How to replace Html Comment <!-- comment --> tags with string.Empty

1.4k views Asked by At

I am trying to remove all the Html comment tags from my htmlNode, Following is the HtmlNode selection code from my c#

HtmlNode table = doc5.DocumentNode.SelectSingleNode("//div[@id='div12']");

returned HtmlNode pseudo markup code below

<table>
  <tr>
    <td>test</td>
    <td>
      <!-- <a href='url removed' >Test link Test 2 Comment </a> -->
    </td>
  </tr>
</table>​

I managed to configure Regular expression to resolve my issue, c# code is as follows. But, only in my test run it successfully worked and with input type as string. See the c# code below.

string rkr;
rkr = "<!-- <a href='url removed' >Test link Test 2 Comment </a> -->";
rkr = Regex.Replace(rkr, @"(\<!--\s*.*?((--\>)|$))",String.Empty);

Result = "". which is what I want in live run for all the tags.

I have seen many code examples on forums and stackoverflow forum. but nothing is close to what I want. one post was really useful but it was for php - so again no use.

Now, if in the above Regex.Replace function I enter

rkr = Regex.Replace(table, @"(\<!--\s*.*?((--\>)|$))",String.Empty);

I get following error

The best overloaded method match for 'System.Text.RegularExpressions.Regex.Replace(string, System.Text.RegularExpressions.MatchEvaluator, int)' has some invalid arguments

I also tried to convert

rkr = Regex.Replace(table.ToString(), @"(\<!--\s*.*?((--\>)|$))",String.Empty);

But then I get rkr = "HtmlAgilityPack.HtmlNode" return value.
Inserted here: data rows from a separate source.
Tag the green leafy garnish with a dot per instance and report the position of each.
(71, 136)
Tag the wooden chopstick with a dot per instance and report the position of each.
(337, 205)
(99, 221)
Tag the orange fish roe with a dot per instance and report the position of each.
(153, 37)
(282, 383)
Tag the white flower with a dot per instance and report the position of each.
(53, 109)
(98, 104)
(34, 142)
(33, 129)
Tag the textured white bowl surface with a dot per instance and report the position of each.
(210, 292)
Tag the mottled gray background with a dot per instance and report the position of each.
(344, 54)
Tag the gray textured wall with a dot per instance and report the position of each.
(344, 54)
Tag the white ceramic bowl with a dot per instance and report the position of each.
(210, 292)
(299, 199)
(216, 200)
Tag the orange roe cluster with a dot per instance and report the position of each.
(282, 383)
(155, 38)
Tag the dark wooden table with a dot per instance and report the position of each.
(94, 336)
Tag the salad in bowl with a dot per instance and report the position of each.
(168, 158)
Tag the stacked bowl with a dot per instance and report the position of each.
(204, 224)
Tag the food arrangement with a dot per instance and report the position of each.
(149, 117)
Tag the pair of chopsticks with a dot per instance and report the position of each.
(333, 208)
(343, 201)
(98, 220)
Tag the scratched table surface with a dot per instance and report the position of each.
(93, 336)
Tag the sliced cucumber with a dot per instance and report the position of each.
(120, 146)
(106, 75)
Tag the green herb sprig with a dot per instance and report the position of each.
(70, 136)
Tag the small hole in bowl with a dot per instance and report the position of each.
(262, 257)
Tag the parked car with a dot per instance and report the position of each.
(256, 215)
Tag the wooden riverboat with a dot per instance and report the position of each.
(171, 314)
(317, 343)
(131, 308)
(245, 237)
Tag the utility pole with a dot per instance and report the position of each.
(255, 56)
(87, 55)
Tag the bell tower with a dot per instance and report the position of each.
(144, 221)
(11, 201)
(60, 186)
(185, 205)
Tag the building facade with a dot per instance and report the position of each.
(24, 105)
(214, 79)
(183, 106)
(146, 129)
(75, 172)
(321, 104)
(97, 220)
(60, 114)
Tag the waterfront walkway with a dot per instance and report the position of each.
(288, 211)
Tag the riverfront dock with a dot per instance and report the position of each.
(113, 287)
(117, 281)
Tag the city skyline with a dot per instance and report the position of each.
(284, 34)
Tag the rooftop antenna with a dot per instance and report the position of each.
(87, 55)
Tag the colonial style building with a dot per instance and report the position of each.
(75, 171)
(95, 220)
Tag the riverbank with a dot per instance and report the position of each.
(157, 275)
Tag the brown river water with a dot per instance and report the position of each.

Any help would be great help.

2

There are 2 answers

0
Jag On BEST ANSWER

Thank you all for your help. I found solution in following function.

Just called the function after populating the doc5 as follows

HtmlNode table = doc5.DocumentNode.SelectSingleNode("//div[@id='div12']");

RemoveComments(table);

public static void RemoveComments(HtmlNode node)
{
    foreach (var n in node.ChildNodes.ToArray())
        RemoveComments(n);
    if (node.NodeType == HtmlNodeType.Comment)
        node.Remove();
}

For reference : I found the answer in the following post. How to select node types which are HtmlNodeType Comment using HTMLAgilityPack

very precise and with many different example types, exactly what I was after.

1
Alexander Polyankin On

Answered here:

doc5.DocumentNode.Descendants()
    .Where(n => n.NodeType == HtmlAgilityPack.HtmlNodeType.Comment)
    .ToList()
    .ForEach(n => n.Remove());

Note: ToList is necessary, because you cannot change the sequence that you are enumerating.